QUANTUM MECHANICS, ADVANCED COURSE | FMFN01 |

**Aim**

Quantum Mechanics is basic for all modern physics. This course gives a deeper understanding that all physicists need both experimentalists and theoreticians. Both theory and applications are treated in the course. Applications are choosen in close relations to other courses.

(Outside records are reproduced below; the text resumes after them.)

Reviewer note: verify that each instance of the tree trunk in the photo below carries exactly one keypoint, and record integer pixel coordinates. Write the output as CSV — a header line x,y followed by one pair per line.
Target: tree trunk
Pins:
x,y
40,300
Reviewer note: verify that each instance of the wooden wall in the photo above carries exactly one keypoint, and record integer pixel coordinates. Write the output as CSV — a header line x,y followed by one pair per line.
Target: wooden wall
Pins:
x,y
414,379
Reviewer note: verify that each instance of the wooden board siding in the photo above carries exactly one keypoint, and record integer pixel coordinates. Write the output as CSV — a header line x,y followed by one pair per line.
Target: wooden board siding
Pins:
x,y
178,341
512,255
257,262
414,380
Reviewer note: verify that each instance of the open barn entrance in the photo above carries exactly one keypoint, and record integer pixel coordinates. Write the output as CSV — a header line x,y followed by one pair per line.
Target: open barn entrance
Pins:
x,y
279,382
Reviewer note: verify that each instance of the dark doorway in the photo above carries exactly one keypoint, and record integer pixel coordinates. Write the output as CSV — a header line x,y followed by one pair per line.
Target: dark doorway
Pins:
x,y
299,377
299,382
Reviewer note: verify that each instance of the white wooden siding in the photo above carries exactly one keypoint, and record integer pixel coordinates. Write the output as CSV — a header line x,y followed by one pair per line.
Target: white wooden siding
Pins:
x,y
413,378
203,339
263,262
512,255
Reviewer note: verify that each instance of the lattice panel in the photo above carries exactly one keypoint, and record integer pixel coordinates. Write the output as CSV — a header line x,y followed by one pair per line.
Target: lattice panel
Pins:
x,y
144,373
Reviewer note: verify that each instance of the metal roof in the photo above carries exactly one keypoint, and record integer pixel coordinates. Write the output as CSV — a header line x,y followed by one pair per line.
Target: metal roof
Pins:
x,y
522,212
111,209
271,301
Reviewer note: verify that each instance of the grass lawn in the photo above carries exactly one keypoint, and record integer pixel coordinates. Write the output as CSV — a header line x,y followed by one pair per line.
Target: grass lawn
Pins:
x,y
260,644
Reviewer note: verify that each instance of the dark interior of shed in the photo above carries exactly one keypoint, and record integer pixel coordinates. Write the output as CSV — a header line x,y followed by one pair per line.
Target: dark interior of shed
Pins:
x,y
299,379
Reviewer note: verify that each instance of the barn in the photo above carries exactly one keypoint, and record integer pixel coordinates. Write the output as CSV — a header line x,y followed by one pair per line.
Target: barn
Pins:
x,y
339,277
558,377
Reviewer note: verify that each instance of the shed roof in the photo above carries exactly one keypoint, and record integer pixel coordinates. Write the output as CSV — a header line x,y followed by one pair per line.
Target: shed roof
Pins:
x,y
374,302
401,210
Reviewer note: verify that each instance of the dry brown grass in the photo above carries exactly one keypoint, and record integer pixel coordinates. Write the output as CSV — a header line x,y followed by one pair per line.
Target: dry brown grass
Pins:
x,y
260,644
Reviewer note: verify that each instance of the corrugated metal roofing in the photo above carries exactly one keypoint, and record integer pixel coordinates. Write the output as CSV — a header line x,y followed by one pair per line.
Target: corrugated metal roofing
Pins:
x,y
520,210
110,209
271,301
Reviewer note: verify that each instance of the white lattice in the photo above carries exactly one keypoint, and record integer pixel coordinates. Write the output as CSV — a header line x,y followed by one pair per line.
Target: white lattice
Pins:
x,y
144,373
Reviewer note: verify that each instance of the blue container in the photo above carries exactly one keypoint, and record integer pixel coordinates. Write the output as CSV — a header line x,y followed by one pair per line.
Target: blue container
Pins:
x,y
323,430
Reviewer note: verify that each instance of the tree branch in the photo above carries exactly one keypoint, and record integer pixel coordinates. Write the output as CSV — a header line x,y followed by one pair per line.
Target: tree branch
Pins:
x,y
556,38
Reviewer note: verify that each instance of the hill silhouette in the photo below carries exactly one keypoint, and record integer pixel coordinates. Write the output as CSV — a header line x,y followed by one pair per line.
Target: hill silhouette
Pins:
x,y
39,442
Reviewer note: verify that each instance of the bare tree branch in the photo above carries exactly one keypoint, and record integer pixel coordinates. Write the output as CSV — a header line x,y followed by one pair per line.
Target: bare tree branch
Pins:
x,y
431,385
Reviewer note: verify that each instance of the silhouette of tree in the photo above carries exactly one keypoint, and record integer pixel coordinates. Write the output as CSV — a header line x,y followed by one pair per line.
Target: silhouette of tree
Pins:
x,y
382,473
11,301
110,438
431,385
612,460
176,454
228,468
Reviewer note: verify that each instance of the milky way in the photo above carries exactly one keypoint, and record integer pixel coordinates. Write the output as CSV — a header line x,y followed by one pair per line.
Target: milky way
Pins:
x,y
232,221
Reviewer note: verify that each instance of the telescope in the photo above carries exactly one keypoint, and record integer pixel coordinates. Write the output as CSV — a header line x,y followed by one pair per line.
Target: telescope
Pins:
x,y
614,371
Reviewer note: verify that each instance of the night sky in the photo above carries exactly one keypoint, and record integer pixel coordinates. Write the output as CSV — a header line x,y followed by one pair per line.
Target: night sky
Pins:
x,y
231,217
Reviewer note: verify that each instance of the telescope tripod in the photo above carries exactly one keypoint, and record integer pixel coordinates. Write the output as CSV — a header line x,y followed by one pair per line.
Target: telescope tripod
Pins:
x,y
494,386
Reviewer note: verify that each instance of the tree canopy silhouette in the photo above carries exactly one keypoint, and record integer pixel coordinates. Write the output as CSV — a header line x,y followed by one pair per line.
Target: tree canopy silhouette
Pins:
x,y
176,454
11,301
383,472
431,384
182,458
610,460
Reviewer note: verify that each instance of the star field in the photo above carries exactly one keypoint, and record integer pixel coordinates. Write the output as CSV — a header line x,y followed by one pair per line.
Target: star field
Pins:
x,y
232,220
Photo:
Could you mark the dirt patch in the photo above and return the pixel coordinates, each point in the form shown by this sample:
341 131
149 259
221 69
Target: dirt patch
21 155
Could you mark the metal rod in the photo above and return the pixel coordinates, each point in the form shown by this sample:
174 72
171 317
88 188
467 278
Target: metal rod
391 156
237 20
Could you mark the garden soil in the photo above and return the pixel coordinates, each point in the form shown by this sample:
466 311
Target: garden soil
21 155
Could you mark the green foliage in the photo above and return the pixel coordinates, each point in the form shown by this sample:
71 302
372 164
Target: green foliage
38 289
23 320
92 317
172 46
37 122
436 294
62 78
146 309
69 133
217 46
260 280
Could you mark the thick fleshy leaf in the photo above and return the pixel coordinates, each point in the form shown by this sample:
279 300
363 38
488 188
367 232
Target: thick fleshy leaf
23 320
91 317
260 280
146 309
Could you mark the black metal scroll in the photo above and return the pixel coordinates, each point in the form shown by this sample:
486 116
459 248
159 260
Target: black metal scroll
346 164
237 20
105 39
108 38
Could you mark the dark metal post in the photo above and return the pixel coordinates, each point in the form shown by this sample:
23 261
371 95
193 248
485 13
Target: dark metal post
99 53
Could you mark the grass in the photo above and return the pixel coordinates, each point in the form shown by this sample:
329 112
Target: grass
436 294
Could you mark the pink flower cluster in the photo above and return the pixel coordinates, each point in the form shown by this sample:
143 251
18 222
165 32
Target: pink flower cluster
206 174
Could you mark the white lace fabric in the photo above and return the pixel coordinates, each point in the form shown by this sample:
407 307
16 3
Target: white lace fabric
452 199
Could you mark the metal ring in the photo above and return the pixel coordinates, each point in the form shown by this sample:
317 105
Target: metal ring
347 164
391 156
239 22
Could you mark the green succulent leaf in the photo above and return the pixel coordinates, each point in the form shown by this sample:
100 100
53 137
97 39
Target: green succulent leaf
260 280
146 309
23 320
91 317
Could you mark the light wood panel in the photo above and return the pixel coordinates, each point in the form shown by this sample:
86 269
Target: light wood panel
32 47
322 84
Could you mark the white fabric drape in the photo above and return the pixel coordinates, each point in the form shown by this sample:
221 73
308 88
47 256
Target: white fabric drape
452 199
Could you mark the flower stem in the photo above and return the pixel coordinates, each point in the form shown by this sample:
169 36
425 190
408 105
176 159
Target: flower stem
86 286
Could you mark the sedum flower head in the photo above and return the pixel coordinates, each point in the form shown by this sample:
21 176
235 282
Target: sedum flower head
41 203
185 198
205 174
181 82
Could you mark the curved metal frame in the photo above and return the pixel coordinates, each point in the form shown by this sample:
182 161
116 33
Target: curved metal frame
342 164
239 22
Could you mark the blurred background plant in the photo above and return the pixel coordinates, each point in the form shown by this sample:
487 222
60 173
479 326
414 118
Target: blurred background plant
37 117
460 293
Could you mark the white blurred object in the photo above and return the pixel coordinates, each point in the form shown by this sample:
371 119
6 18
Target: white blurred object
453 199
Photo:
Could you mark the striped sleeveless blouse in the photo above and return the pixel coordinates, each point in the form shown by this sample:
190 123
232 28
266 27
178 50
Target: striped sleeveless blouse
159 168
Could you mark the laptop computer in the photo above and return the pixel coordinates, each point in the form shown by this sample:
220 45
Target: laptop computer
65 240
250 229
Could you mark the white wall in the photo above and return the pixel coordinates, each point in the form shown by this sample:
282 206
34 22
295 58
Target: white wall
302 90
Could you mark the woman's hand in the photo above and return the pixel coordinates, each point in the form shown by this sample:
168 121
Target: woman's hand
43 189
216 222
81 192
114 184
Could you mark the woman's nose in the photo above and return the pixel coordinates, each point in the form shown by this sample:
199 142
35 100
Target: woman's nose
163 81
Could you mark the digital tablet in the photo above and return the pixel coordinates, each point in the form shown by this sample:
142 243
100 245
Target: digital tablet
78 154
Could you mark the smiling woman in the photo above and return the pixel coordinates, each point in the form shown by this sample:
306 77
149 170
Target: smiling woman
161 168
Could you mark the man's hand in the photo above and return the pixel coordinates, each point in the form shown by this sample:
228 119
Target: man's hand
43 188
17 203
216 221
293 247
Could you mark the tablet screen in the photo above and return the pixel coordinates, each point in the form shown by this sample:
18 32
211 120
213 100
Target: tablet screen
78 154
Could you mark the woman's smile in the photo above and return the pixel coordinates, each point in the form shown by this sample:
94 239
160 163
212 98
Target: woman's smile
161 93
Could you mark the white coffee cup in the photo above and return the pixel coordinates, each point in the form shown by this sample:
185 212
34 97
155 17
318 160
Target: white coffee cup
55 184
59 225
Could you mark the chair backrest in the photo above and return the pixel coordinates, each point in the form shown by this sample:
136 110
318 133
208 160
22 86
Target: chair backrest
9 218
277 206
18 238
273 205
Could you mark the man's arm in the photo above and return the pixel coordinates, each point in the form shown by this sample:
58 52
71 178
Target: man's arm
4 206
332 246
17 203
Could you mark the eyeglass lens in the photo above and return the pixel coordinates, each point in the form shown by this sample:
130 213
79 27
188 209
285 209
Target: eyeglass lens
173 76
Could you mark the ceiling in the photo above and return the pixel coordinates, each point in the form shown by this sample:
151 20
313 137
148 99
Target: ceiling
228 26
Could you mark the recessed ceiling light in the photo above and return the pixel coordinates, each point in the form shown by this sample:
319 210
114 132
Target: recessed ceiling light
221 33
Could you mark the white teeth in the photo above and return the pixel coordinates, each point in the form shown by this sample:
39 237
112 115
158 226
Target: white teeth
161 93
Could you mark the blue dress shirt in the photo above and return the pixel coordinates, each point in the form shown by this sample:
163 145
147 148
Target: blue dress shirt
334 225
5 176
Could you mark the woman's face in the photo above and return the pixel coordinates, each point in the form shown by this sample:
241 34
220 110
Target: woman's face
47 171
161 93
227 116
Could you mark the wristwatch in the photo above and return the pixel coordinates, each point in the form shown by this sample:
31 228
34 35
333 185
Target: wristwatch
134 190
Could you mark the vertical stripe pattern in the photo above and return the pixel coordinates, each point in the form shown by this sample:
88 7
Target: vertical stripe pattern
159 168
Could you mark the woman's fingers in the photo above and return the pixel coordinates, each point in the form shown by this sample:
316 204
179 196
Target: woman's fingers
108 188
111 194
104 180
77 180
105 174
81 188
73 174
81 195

*Knowledge and understanding*

For a passing grade the student must

- know how to apply the theory on real problems

- know how to use se quantum mechanics in some applications

*Skills and abilities*

For a passing grade the student must

- know methods to determine if a Q M or classical treatment is needed

*Judgement and approach*

For a passing grade the student must

**Contents**

Matrix representation. Dirac formalism. Hamiltonian for a particle in an electromagnetic field. Operator formalism for the harmonic oscillator. Landau levels and phonon states. Second order perturbation theory. Time-dependent perturbation theory and Fermis golden rule. General theory of angular momenta and spin. Addition of angular momenta.. The Stark and Zeeman effects. The Stern-Gerlach experiment. Elementary theory for quantization of the electromagnetic field - transitions and selection rules. The nuclear single-particle potential, the Nilsson model.

**Literature**

Ohlén, G: Quantum Mechanics II, Compendium, Lund.

**Code: **0109.
**Name: **Examination.

**Higher education credits: ** 5.
**Grading scale: **TH.
**Assessment:** Written exam.
**Contents:** According to the lectures.

**Code: **0209.
**Name: **Project Work.

**Higher education credits: ** 2,5.
**Grading scale: **UG.
**Assessment:** Written and oral presentation.
**Contents:** Subject choosen according to student interest.